Whether it is because euthanasia and physician-assisted suicide are illegal or because few would admit to thinking about putting their loved ones out of their misery (or believing that they have such a right or duty), no patient, family or professional has ever approached me about hastening the death of a patient. In fact, most end-of-life ethics consultation requests that I receive relate to issues of families insisting on continuing treatments that are deemed by the professionals to have little or no clinical benefit. As we gradually lose sight of how we die in the era of rescue medicine, I applaud Falconer’s attempt to facilitate discussions of end-of-life care. Nonetheless, an offhand quotation of Bowman suggesting that attention to dying patients’ spiritual well-being is a form of “mandatory intimacy,” which may misconstrue the nature of palliative care in the first place, does not fully explain why changing Canada’s policy on euthanasia and assisted suicide is a better alternative than improving utilization and understanding of various forms of palliative care. Many of Falconer’s stories are powerful as individual tales of heartbreak and frustration, and urge us to look at the larger social and contextual issues surrounding death and dying; but they offer little reason to believe that legalization of euthanasia and assisted suicide implies better end-of-life care. It is unclear if proper supportive care was made available to Peter’s and Terry’s respective mothers, and if not, whether it would have eased the patients’ suffering and the families’ agony. (Ironically, Peter’s mother, who was “wracked with the most unbearable pain,” “wouldn’t go” because “her five favourite planets [her sons] were orbiting around her”—Peter had to convince her that she should “let go” and “make that step.”) Notable American legal cases have shown that some people who seek assisted death would want to live if social support and other arrangements were available, even if their physiological condition remained unchanged. While such a revelation does not by itself refute euthanasia and assisted suicide, it cautions against a simplistic assumption that legalizing these procedures would necessarily mean better respect for our autonomy and more humane end-of-life care.

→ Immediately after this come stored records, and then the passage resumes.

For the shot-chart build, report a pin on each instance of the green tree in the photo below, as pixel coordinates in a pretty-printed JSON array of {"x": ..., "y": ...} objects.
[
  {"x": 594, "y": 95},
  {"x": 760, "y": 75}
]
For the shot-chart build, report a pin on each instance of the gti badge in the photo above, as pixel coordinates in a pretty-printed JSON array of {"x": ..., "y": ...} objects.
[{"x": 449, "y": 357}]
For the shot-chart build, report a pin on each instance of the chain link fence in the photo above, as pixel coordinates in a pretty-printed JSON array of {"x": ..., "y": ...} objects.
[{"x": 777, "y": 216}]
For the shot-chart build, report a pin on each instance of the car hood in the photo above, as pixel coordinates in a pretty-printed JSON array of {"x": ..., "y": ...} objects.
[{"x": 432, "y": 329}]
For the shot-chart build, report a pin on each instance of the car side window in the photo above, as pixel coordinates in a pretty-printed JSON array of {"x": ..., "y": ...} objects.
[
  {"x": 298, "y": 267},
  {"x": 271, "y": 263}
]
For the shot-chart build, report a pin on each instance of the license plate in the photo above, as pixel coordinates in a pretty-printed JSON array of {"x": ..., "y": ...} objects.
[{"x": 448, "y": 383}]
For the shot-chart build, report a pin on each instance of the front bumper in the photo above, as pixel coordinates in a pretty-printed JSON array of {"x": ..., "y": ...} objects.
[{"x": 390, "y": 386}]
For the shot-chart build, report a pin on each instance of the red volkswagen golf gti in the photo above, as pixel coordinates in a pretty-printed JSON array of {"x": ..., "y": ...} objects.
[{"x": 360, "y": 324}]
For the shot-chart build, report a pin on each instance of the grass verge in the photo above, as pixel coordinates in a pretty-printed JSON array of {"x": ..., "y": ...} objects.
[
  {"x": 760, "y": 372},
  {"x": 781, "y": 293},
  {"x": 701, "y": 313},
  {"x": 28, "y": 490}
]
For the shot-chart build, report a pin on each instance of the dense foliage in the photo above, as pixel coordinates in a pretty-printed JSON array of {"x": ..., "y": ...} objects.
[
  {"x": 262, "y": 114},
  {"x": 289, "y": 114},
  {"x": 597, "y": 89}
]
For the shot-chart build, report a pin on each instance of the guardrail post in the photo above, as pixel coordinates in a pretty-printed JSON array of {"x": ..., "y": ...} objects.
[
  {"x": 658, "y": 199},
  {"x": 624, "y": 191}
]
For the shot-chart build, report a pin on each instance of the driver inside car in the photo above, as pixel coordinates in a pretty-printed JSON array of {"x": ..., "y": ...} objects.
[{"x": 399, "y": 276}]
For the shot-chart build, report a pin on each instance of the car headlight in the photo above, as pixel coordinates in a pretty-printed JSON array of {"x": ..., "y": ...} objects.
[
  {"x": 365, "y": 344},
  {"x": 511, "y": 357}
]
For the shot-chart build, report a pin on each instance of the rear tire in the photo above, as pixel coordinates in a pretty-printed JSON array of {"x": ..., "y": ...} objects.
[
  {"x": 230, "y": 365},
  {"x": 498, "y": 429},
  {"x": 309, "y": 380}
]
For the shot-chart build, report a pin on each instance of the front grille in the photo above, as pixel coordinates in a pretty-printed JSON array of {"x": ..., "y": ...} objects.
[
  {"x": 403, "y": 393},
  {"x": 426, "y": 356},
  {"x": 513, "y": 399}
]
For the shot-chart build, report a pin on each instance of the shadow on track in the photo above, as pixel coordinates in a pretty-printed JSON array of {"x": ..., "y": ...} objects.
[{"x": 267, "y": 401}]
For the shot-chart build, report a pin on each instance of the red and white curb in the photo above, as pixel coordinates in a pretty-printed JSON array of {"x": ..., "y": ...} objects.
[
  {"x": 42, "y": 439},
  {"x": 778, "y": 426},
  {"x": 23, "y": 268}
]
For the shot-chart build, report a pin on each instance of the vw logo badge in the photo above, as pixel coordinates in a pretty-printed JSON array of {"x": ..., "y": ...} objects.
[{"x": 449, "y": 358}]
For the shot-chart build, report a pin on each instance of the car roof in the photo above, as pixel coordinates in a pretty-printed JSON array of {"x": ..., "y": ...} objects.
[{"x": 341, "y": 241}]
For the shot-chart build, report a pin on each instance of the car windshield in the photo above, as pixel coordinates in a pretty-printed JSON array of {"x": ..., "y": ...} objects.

As Falconer warns that judges and physicians are the wrong people to give us answers in end-of-life disputes, it is interesting to note that there is at least one hospital in New York that requires an ethics consultation for each case involving withholding or withdrawing of life-sustaining treatments. It is not clear whether mandatory ethics reviews would change the dynamic of team decisions, but as the experiences of Bowman and our hospital show, ethics discussions can often help promote better dialogues and understanding for all sides, bringing to light previously neglected perspectives and providing greater clarity in adjudicating end-of-life disputes. Rather than bestowing authority to yet another group, ethics consultations can be a humbling experience, demanding us all—ethicists and clinicians included—to appreciate the humanity and dignity in each of us, as we find appropriate ways to help dying patients to go gentle into that good night.

Anita Ho is a professor specializing in bioethics at the Centre for Applied Ethics at the University of British Columbia. She is also the director of ethics services at Providence Health Care in Vancouver.